Updating data on mercury levels in food fish species in lakes used by Dehcho communities

Regions: Dehcho Region

Tags: contaminants, mercury, health, fish, traditional knowledge, food

Principal Investigator: Low, George (12)
Licence Number: 14875
Organization: Dehcho First Nations
Licenced Year(s): 2016 2015 2014 2012 2011
Issued: Feb 19, 2011
Project Team: George Low (Project Authority/ Biologist, Dehcho First Nations), Mike Low (Technical Advisor/ Technician, Dehcho First Nations), Community Monitors (Field assistants/ traditional knowledge, Dehcho communities), Marlene Evans (Research scientist, Environment Canada), First nations (Traditional knowledge, Dehcho communities)

Objective(s): To determine which lakes are important as food sources in four Dehcho communities and which fish species are used for human food from these lakes and to train community monitors to collect fish and other samples according to Environment Canada and Department of Fisheries and Oceans protocol.

Project Description: The objectives of this research project are to:
1) Determine through “Traditional Knowledge” which lakes are important as food sources in four Dehcho communities and which fish species are used for human food from these lakes
2) Train community monitors to collect fish and other samples according to Environment Canada and DFO protocol
3) Involve local school children in our studies by arranging in-the-field study camps or in-school presentations with the schools and the community recreational directors
4) Update data on mercury levels in various species of fish that may have changed since previous studies in the 1990’s and more recent studies by providing Environment Canada with the required fish samples
5) Assist scientists in their investigation of factors affecting increased mercury concentrations in predatory fish in the Dehcho and elsewhere in the Northwest Territories
6) Contribute to the evidence data base which can be used in National and International negotiations and agreements to lower the levels of mercury and carbon dioxide pollution in the atmosphere.

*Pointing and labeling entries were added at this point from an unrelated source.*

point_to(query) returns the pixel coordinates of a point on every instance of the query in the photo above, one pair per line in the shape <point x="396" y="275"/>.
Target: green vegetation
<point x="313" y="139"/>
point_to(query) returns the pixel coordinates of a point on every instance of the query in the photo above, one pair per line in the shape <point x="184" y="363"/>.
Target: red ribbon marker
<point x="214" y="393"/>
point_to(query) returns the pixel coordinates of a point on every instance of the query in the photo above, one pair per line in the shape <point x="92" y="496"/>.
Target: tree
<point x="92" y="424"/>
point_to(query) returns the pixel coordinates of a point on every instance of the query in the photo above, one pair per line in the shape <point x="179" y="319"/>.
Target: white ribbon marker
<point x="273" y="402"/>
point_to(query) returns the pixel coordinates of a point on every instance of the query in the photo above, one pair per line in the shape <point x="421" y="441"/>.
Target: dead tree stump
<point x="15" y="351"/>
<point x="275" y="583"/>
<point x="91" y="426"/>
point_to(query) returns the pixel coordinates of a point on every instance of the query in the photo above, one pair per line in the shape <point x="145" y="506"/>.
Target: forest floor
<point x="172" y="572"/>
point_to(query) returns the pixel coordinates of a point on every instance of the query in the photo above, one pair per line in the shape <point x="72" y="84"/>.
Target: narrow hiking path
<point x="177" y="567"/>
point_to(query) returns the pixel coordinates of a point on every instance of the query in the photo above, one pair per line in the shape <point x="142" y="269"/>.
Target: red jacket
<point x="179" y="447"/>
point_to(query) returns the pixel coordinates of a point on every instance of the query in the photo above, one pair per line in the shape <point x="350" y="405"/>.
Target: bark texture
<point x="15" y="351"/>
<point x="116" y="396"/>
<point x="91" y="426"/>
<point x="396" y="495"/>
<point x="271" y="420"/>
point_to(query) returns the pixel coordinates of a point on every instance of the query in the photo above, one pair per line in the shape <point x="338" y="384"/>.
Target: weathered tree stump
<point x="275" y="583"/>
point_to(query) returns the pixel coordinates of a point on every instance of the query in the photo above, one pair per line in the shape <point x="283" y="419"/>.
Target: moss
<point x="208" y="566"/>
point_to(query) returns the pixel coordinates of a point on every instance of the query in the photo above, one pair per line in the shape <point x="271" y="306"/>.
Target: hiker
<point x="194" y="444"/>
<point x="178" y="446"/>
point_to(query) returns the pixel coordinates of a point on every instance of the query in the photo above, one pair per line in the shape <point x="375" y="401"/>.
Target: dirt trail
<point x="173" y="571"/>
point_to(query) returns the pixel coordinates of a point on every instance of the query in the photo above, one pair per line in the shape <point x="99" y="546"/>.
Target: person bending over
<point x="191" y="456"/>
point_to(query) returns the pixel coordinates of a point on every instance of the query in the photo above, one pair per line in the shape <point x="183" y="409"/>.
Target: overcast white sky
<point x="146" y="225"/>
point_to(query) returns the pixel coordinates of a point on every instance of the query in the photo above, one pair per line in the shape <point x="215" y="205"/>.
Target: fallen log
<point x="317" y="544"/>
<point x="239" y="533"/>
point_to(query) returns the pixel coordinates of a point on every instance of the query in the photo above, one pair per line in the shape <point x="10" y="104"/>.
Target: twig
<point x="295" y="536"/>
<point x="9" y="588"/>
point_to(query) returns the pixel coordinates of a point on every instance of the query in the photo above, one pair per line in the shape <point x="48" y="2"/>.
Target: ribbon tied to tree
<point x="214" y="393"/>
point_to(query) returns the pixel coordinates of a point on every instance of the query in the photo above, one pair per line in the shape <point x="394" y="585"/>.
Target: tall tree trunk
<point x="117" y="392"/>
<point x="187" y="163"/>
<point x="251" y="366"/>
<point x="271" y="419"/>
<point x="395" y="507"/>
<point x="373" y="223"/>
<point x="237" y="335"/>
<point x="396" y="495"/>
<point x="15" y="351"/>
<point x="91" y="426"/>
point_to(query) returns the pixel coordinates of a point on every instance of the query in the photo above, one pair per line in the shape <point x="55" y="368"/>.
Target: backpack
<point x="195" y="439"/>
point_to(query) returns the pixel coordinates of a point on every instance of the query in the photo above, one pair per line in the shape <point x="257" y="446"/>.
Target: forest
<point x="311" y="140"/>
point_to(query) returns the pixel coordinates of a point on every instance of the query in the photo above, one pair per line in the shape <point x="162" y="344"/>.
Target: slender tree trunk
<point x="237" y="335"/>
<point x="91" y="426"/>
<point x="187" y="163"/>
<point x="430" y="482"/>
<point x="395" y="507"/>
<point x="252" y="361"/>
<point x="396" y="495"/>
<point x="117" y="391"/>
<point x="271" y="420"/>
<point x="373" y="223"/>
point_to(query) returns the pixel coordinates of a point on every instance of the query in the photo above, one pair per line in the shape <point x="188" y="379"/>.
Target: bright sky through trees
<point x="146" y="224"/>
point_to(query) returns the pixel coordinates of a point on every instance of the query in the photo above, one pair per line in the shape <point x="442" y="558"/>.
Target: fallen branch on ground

Each lake will be sampled one at a time throughout the 2010/ 11 winter fishing season (January - March). Crews will consist of a biologist and/ or technician and two local community monitors. Equipment and personnel will be hauled into the desired lakes via snowmobiles.

Using traditional knowledge provided by community members and local monitors, net set locations will be determined so that the desired fish species can be caught using the least amount of effort. Fish will be caught using multi paneled gill nets, with each panel consisting of a different mesh size. The gill nets will have three panels attached to make a gang, one panel consisting of 3.5 inch mesh, another of 4.5 inch mesh and one of 5.5 inch mesh. Each morning 2 gangs will be set in pre-determined locations underneath the ice. A chisel will be used to make a hole through the ice and a jigger will be used to pull the nets beneath the ice. Nets will soak in the water for up to 24 hours before being checked and then reset either in the same location or elsewhere. When nets are checked after 24 hours fish will be removed and counted according to fish species. These are the fish that are going to be biologically sampled at the base camp. After the desired amount of one fish species is caught anymore fish of that species will either be given to the community for subsistence or released alive. Before fish freeze they will be biologically sampled for the following information: Length, weight, aging structure, sex, maturity and a tissue sample for mercury analysis. Sampling will occur in a heated canvas wall tent each day after the fish is caught. Aging structures and tissue samples will be frozen and sent to Environment Canada for analysis. Water quality measurements will be collected from net set location, and will include dissolved oxygen, conductivity, pH and temperature. Each lake should be completed within one week. After the samples have been analyzed, results will summarized and reported back to the community.

This project will include local involvement at every level, local community members will be hired to assist with collection of data and maintain camps. Local traditional knowledge will be utilized to determine what types of fish can be caught and where, as well as determining historical and present uses of the lakes. All community participants will be trained in collecting biological data from fish and the operation of any scientific instruments. There will also be opportunities for local youth to be involved in data collection, field work and any training.

The researcher team will develop a communication plan with the communities in relation to public health and food. In the meantime reporting will consist of meeting with the communities before data collection occurs and after results are produced. Results will be summarized and presentations will be made for each community, as well a project summary will be made for presentations at any other meetings.

The fieldwork for this study will be conducted from January 1, 2011 to December 31, 2011.